Behavior Prioritization

One way of doing things is to prioritize goals, but as reality gets in the way, the prayer prioritization may have a hard time lasting, or even if this prioritization lasts, it’s not goals that need to be prioritized. It is actions. One bulletproof way of prioritizing actions is to make them automatic. This is sometimes called habituation. A habit is nothing more than an automated behavior. Once you have taken the important things that need to be done in your life and automated them by habituating them, the next step is to prioritize these behaviors. Since these behaviors are automatic now as habits, they are a much better predictor of outcomes than goals, wishes, desires, plans, or dreams.

Of course, if these behaviors were not derived from a realistic, achievable, strongly desired identity, then they would not matter much. For what is the point of getting really good at the thing that does not lead you to where you want to go? And it is often the case that people spend years in this manner. Everything still boils down to identity. Now, if you do not believe that you have free will, you don’t have to bother with the exercise because your identity will be whatever it is and not what you desire because you don’t really get a vote. Of course, it is possible to have unreasonable dreams that require assets that you have no hope of ever obtaining. But then again, how would you know this unless you tried? And you might have to try a lot. Most dreams are big and hard to achieve and, therefore, not automatically delivered.

It still boils down to behavior prioritization because you need to empirically determine what your reality is, and if you just think about it and never behave that way, then you can never know. In fact, you may even create a large set of reasons why it is absolutely impossible and an absurd dream. But how can you tell the difference between what other people’s dreams for you are and what your own dreams are until you do some experiments? This is called the scientific method. You might grow up in a situation where certain outcomes were deemed to be atrocious and, therefore, not worth pursuing. There are many who pursued the dreams that their parents planted in them and achieved them only to find that was not what they wanted to do. Can you imagine spending a decade of your life and $1 million to get someone else’s dream?

That million dollars does not have to be an actual cash outlay; it could be an opportunity cost for being a student for 10 years and earning nothing. The easy-to-say yet difficult-to-pursue prioritization of behaviors is conceptually quite simple. It is clear that anything wonderful requires a lot of effort, and this seems to imply a behavior that is repeated over and over again to begin to approach some level of mastery. Only you can tell if you are progressing at a rate consistent with your desired outcome. Others could discourage you and say you have no talent in this direction. Others can still encourage you to go for it because you show a lot of promise. Ultimately, it is up to you. You can factor all of these inputs into your own decision-making, and if everyone says something is a bad idea with not a single person saying it’s a good idea, then there’s a pretty good chance that this is true, except for the fact that all inventions and creations are resisted until they get a lot closer to being realized when they begin.

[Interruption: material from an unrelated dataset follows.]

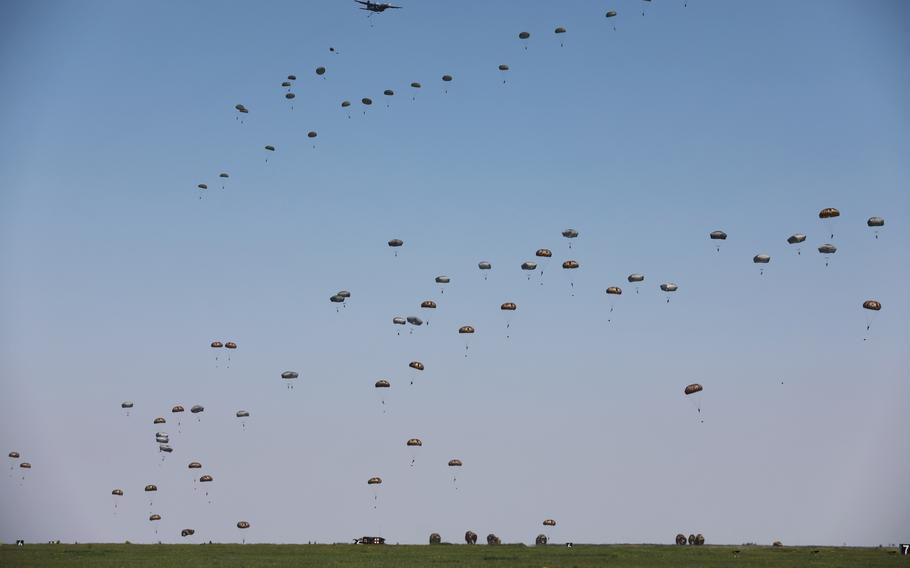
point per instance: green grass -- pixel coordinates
(346, 555)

Perhaps behavior prioritization requires dream prioritization. But if you only have a single dream, then you don’t have to worry about prioritizing it because it pokes its head up over and over again, year in and year out. If there are some behaviors you find yourself engaged in unconsciously and often, which are not destructive, this is probably an indication that you should be doing something based on these behaviors.

This simple phrase, behavior prioritization, can turn out to be an important key to life; take a look at it.

It is much easier to live a single life than a double life. Will you spend all of your time doing one thing and the time you were doing that thinking about something else? Could you imagine if what you were thinking about and what you were doing were in alignment? This is the key to behavior prioritization. Investing a lot of energy in a direction that you really want to go. is an excellent life as long as it is sustainable and not destructive to others or to yourself. Of course, there are some people who are paid to be destructive, so lessons may not apply to them, but it does apply to most creative outliers of my acquaintance. 

A focus on behavior is a focus on reality because it is only your behavior that produces results. If your behavior is just dreaming and thinking, the results you achieve will be dreams and thoughts. If you want something to actually happen in the world, you’re gonna have to make it happen. Or you’re going to have to find some stakeholders who you can convince to make it happen for you or with you. But if nobody is working on it, including you, it’s not happening. Unfortunately, this is why most goals are not achieved: there isn’t anybody working on them enough to get anywhere.

Take some time to determine which behaviors are your priority and if it is not clear, this means you really do not know what you should be spending your time on. Until you get to the point when you ask yourself the question, what is my priority in terms of identity and the behaviors derived from that identity and you don’t really know what you’re doing and this may be fine not everyone does. But if you were driven to actually get s, then you were going to actually have to prioritize it, and that means letting go of other things.